Table 1.
The number of events and the binding free energies estimated by the MM-GB/SA method in 28 trajectories of 200 ns for each ligand.
| Active site | Site 2 | Site 3 | Site 4 | Site 5 | Others | |
|---|---|---|---|---|---|---|
| Darunavir | ||||||
| On/off | 7/5 | 4/0 | 1/0 | 5/2 | 8/7 | 14[9]/25 |
| ∆G ave | − 28.4 (4.2) | − 24.2 (4.2) | − 17.2 (2.0) | − 26.6 (6.9) | − 18.8 (3.6) | − 22.3 (5.2) |
| ∆G min | − 32.7 | − 32.6 | − 17.9 | − 38.6 | − 21.2 | − 30.3 |
| Indinavir | ||||||
| On/off | 13/4 | 2/0 | 6/6 | 10/5 | 2/2 | 15[5]/31 |
| ∆G ave | − 33.2 (7.5) | − 33.7 (6.6) | − 22.0 (5.7) | − 28.4 (5.9) | − 24.6* (6.6) | − 26.5 (5.8) |
| ∆G min | − 56.1 | − 42.8 | − 28.8 | − 43.5 | − 26.5 | − 41.1 |
| Lopinavir | ||||||
| On/off | 4/1 | 8/4 | 9/3 | 3/2 | 7/3 | 12[8]/30 |
| ∆G ave | − 23.0 (4.0) | − 29.4 (6.2) | − 28.5 (5.3) | − 20.8 (5.3) | − 25.6 (5.8) | − 34.5 (6.6) |
| ∆G min | − 32.7 | − 39.1 | − 34.6 | − 31.3 | − 30.4 | − 50 |
| Nelfinavir | ||||||
| On/off | 6/1 | 4/1 | 1/1 | 8/1 | 4/1 | 3[9]/21 |
| ∆G ave | − 31.2 (8.9) | − 24.2 (3.6) | – | − 26.6 (5.8) | − 33.3 (3.9) | − 25.6 (4.4) |
| ∆G min | − 51.5 | − 30.3 | – | − 40.6 | − 37.6 | − 36.7 |
| Ritonavir | ||||||
| On/off | 9/3 | 5/0 | 3/2 | 10/4 | 7/5 | 14[5]/34 |
| ∆G ave | − 40.0 (6.4) | − 38.2 (7.9) | − 27.6* (2.9) | − 45.3 (11.0) | – | − 42.1 (4.5) |
| ∆G min | − 51.5 | − 53.6 | − 25.8 | − 63.9 | – | − 50.5 |
| Saquinavir | ||||||
| On/off | 6/2 | 9/3 | 3/3 | 6/0 | 3/1 | 8[8]/26 |
| ∆G ave | − 32.6 (4.8) | − 35.3 (9.8) | − 25.8* (4.3) | − 32.3 (6.8) | – | − 20.8 (3.3) |
| ∆G min | − 39.1 | − 47.8 | − 30.3 | − 44.4 | – | − 29.4 |
| Tipranavir | ||||||
| On/off | 10/3 | 0/0 | 3/2 | 7/3 | 7/3 | 11[8]/27 |
| ∆G ave | − 25.9 (7.6) | – | − 21.4 (3.1) | − 23.8 (6.6) | − 24.0 (7.5) | − 24.4 (5.3) |
| ∆G min | − 42.6 | – | − 34.2 | − 36.9 | − 34.1 | − 36.9 |
The classification was based on the clustering analysis described in Supplementary information C. The events were counted after smoothing by taking majority for 71 data points, sampled every 0.2 ns.

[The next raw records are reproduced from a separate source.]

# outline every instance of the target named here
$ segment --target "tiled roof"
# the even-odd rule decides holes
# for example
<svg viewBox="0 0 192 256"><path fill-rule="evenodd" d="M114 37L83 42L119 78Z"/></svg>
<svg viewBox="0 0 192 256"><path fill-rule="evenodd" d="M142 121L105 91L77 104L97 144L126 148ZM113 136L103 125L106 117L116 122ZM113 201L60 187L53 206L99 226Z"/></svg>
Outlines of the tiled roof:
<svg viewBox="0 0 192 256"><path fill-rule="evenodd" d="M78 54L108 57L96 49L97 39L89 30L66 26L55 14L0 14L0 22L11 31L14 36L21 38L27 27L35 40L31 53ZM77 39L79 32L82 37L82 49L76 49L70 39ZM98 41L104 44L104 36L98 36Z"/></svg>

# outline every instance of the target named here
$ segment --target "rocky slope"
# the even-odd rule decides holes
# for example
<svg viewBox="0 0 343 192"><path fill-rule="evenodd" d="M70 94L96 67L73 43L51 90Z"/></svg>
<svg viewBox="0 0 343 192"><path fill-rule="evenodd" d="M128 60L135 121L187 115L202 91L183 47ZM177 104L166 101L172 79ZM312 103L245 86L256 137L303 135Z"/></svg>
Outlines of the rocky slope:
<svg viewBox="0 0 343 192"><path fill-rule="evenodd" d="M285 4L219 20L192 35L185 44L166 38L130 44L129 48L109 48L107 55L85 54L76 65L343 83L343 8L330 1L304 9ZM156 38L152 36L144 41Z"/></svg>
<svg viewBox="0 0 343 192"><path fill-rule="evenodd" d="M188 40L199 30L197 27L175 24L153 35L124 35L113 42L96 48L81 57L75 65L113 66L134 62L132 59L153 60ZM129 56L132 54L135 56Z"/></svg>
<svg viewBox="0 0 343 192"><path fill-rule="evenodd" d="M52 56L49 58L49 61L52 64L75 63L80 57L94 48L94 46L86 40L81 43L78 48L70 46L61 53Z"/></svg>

The number in square brackets in the others column indicates the number of trajectories that stayed on it during whole simulation period. The sites printed in bold type had the largest fraction at final states (the largest number of “on” events minus “off” events), except for the others category, the sites printed in italic type had the smallest ratio of off/on events, and the sites printed in bold and italic type satisfied both the conditions. The rows “∆G avg” and “∆G min” indicate the average (with the standard deviation in parenthesis) and minimum binding free energy in a unit of kcal/mol, respectively. The energies were omitted when the solvent-accessible surface area (SASA) of each ligand was above 50% of the SASA of the solvated ligand (Supplementary Information E). The lowest energies among sites 1–5 are printed in bold type. The average energies were calculated from the last 100 ns, except for values marked by asterisk, which were taken from the full trajectories. The minimum energies were taken from the averaged energies over 15 continuous points, every 0.2 ns of the whole 200 ns trajectory.